Contudo, não estou certo nem julgo que nova crise financeira internacional esteja ao virar da esquina porque os “mercados” estão cada vez mais controlados e dominados por muito poucos decisores privados e públicos. Por isso, parece-me que, apesar de considerar que os factores de instabilidade são vários e graves, os poderes dominantes têm capacidade para adiar o deflagrar da eventual crise financeira por vários anos.
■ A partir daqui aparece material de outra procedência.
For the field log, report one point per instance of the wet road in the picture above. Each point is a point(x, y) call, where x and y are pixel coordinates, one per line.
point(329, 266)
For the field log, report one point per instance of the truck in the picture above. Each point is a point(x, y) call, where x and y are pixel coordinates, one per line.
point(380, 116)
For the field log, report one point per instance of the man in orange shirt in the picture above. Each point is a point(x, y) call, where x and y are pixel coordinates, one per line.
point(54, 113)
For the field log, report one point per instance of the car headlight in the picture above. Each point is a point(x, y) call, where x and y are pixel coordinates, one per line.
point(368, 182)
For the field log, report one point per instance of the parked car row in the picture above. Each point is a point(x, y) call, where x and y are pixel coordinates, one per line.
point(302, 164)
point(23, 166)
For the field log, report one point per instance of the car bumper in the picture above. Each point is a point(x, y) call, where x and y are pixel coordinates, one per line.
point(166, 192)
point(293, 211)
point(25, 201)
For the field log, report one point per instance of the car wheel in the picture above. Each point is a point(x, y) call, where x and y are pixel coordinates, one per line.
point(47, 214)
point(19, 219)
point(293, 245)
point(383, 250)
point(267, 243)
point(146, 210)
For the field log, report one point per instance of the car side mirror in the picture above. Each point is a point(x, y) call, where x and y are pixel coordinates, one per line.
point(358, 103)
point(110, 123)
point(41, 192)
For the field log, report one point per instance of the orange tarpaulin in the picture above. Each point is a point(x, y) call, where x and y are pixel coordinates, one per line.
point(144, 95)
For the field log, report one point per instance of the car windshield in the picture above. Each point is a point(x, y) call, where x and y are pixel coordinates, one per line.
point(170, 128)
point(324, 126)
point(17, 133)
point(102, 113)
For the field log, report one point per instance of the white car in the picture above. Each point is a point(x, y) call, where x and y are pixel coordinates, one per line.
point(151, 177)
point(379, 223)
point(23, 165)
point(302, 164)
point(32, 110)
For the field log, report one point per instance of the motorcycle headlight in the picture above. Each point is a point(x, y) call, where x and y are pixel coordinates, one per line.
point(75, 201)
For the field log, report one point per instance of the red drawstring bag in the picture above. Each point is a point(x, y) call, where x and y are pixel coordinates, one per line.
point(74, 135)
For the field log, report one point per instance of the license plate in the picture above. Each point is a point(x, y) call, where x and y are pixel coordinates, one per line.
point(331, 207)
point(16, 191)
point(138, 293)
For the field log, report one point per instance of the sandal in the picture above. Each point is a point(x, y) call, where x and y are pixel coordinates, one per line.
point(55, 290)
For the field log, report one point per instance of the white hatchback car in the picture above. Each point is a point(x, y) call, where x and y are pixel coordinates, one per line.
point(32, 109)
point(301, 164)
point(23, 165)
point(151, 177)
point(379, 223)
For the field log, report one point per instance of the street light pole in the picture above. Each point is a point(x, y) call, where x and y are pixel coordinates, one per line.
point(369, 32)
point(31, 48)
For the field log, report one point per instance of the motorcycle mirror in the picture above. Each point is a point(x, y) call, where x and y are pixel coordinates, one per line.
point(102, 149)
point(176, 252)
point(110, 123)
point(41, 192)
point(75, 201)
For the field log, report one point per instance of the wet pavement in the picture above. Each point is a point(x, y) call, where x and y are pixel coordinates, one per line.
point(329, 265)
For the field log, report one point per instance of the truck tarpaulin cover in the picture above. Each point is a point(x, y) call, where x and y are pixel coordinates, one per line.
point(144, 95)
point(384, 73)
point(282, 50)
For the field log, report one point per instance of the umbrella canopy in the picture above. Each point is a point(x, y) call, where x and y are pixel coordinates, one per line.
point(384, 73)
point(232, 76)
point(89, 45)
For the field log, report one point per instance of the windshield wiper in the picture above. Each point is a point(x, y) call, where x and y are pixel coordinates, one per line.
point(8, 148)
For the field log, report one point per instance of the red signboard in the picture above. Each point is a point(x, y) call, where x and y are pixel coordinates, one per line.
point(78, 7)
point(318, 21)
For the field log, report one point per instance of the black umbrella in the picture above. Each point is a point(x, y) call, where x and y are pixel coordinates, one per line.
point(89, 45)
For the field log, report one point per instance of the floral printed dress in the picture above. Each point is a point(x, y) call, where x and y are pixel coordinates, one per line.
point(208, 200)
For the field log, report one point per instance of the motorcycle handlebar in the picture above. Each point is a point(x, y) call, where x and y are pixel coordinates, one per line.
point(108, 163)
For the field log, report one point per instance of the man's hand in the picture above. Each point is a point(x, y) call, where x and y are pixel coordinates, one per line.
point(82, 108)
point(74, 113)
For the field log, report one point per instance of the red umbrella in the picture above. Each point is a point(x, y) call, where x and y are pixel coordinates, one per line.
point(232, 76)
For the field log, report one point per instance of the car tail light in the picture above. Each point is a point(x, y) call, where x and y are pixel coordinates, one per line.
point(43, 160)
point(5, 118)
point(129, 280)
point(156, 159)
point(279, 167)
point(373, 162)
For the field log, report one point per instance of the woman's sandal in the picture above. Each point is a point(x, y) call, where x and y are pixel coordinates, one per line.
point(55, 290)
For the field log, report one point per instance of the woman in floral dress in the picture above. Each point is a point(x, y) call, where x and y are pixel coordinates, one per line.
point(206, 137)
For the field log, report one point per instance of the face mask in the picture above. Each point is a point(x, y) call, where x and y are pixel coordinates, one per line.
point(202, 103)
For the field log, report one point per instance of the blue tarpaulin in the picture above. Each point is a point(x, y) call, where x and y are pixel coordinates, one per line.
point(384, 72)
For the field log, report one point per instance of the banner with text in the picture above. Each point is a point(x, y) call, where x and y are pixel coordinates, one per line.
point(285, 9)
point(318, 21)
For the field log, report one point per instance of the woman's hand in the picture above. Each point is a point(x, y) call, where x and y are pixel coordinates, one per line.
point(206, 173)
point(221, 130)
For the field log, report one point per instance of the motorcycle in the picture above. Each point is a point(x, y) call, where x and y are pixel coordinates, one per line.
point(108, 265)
Que factores estão na base deste aparente perigo de nova crise?
Fundamentalmente, alavancagem financeira excessiva, isto é demasiada dívida em relação aos capitais próprios, e elevados preços de activos financeiros e reais. Como acima referido, os elevados níveis de vários índices das bolsas dos países desenvolvidos, em particular dos EUA, os baixos níveis de taxas de juro de dívida de “má qualidade” (non-investment grade ou “junk”), os preços elevados de algumas acções como a Apple ou a Amazon e ainda desequilíbrios macroeconómicos em muitos países são factores de risco.
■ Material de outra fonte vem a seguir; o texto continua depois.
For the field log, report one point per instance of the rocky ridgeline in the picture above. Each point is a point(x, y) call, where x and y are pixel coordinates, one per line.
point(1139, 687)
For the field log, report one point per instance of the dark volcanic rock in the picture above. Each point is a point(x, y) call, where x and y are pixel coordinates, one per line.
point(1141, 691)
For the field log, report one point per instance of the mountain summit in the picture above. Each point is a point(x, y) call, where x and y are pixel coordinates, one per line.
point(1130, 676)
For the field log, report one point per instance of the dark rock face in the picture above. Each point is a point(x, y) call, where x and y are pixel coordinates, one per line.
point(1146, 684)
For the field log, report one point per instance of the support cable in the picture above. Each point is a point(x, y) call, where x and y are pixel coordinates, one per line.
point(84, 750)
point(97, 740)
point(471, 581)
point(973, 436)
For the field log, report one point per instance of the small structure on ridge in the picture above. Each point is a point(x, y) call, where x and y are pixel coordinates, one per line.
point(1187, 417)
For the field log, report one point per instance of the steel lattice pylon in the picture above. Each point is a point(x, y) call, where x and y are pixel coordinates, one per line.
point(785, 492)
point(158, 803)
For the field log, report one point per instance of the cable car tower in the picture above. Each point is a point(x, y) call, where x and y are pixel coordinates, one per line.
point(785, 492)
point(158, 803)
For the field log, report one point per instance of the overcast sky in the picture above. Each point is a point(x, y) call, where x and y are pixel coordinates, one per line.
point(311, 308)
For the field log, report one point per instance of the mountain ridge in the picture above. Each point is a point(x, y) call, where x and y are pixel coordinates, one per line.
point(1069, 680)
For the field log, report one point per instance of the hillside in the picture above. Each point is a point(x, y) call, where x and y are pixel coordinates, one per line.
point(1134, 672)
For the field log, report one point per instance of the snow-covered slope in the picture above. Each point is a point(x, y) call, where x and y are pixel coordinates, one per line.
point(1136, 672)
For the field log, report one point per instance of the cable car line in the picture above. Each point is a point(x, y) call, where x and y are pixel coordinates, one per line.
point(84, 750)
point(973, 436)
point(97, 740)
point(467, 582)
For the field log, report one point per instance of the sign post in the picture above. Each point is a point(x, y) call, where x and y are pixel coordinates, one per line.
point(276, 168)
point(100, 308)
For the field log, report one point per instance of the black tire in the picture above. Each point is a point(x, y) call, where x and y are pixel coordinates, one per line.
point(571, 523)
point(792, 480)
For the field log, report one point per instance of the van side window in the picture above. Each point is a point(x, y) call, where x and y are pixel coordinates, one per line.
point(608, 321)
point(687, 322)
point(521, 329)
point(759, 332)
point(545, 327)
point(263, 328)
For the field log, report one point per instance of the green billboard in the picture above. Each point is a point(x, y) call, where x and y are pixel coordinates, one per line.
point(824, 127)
Está o mundo em geral melhor preparado para lidar com uma eventual crise financeira do que estava em 2008?
A regulação e a supervisão bancária tornaram-se muito mais intrusivas e exigentes. Os rácios de capital subiram. Por conseguinte, parece-me que parte do risco passou para o sistema financeiro sombra (“shadow banking”).
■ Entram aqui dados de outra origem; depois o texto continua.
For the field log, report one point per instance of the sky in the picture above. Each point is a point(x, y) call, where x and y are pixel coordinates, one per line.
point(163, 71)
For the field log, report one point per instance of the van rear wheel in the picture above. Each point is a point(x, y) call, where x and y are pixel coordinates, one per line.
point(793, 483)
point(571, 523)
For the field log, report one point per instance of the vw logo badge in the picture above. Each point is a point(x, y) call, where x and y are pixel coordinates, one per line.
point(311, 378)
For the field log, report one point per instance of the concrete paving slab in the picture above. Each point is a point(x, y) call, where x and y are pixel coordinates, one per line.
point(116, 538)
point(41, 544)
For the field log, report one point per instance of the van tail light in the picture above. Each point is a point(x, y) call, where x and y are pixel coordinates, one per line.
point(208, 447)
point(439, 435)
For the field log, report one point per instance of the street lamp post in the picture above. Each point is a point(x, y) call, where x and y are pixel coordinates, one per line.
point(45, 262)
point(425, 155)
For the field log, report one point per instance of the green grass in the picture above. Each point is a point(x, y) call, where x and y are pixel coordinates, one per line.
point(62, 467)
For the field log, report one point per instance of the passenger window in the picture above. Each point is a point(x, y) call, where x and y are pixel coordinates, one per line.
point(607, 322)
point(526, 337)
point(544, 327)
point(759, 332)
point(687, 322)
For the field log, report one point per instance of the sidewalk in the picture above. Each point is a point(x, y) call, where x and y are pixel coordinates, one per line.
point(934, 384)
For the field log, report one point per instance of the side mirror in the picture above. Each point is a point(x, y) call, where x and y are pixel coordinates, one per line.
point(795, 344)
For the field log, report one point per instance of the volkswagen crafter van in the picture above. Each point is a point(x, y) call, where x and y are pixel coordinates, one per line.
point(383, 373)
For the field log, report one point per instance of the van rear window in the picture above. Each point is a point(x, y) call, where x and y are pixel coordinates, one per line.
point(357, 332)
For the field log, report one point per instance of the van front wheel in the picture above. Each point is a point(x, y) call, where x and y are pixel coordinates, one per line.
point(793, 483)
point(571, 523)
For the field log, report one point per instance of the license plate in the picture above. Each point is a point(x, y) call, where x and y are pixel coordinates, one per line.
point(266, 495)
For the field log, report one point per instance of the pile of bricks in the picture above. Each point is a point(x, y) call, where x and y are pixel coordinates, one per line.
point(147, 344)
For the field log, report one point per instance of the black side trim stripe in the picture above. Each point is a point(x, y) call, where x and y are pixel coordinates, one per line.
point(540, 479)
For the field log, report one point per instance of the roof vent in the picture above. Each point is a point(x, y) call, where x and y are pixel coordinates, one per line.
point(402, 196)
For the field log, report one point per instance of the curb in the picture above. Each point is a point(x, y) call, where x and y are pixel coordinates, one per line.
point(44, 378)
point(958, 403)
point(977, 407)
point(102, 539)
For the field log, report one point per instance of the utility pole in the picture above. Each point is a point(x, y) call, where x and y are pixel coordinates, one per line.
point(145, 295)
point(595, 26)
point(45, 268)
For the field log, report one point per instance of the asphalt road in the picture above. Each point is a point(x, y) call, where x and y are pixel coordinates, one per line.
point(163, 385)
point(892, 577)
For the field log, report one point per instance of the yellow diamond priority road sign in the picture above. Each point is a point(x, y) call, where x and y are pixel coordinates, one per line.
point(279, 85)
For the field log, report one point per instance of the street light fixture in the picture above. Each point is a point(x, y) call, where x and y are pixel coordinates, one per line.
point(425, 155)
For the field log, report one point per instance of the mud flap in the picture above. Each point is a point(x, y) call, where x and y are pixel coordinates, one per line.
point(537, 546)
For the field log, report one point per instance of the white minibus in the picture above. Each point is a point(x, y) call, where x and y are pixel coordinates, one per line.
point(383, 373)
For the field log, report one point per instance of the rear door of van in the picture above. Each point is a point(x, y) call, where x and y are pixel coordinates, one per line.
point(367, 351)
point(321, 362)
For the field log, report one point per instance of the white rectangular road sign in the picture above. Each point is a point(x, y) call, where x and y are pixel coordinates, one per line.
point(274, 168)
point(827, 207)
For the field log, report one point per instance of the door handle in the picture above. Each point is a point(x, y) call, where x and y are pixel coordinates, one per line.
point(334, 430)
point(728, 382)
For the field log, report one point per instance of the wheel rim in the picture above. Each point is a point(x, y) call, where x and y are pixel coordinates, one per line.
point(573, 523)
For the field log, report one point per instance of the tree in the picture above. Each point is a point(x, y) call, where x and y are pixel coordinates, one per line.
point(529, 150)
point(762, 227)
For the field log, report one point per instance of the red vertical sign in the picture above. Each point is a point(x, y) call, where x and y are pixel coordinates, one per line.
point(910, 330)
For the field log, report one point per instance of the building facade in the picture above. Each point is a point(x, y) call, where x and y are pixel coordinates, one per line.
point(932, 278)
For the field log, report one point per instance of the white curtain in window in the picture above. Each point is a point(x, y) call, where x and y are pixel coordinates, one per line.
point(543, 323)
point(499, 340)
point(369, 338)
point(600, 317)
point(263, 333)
Afigura-se-me que as principais fontes de risco resultam de novos “actores” e produtos nos mercados financeiros, nomeadamente algoritmos electrónicos, alguns dos quais algoritmos inteligentes. Esses algoritmos electrónicos hoje dominam as transacções em todos os principais mercados financeiros do mundo.

Outra fonte potencial de risco são os chamados fundos passivos, que investem de acordo com um índice bolsista independentemente do preço dos activos que integram. Estes fundos, utilizados por muitas famílias para investir na bolsa, são considerados por estes investidores quase como uma forma sem risco de aplicar as suas poupanças.

No entanto, como a riqueza está concentrada de forma crescente e existem fundos públicos (fundos de riqueza soberana) e bancos centrais a investir nos mercados de acções, o impacto de um eventual crash bolsista seria algo minimizado porque o efeito de perdas para este tipo de investidores é menor do que para a generalidade da população.

No cenário de uma nova crise, Portugal está melhor preparado para lidar com essa crise do que estava com a crise iniciada em 2008?
O país apresenta a balança corrente e de capital equilibrada bem como elevados saldos orçamentais primários.

Contudo continua muito vulnerável a choques porque os níveis de dívida externa bruta e líquida e de dívida pública continuam próximos dos máximos históricos em percentagem do PIB e em máximos históricos, em níveis absolutos.

Por conseguinte, qualquer abalo mais forte nos mercados financeiros pode resultar na entrada do país em incumprimento.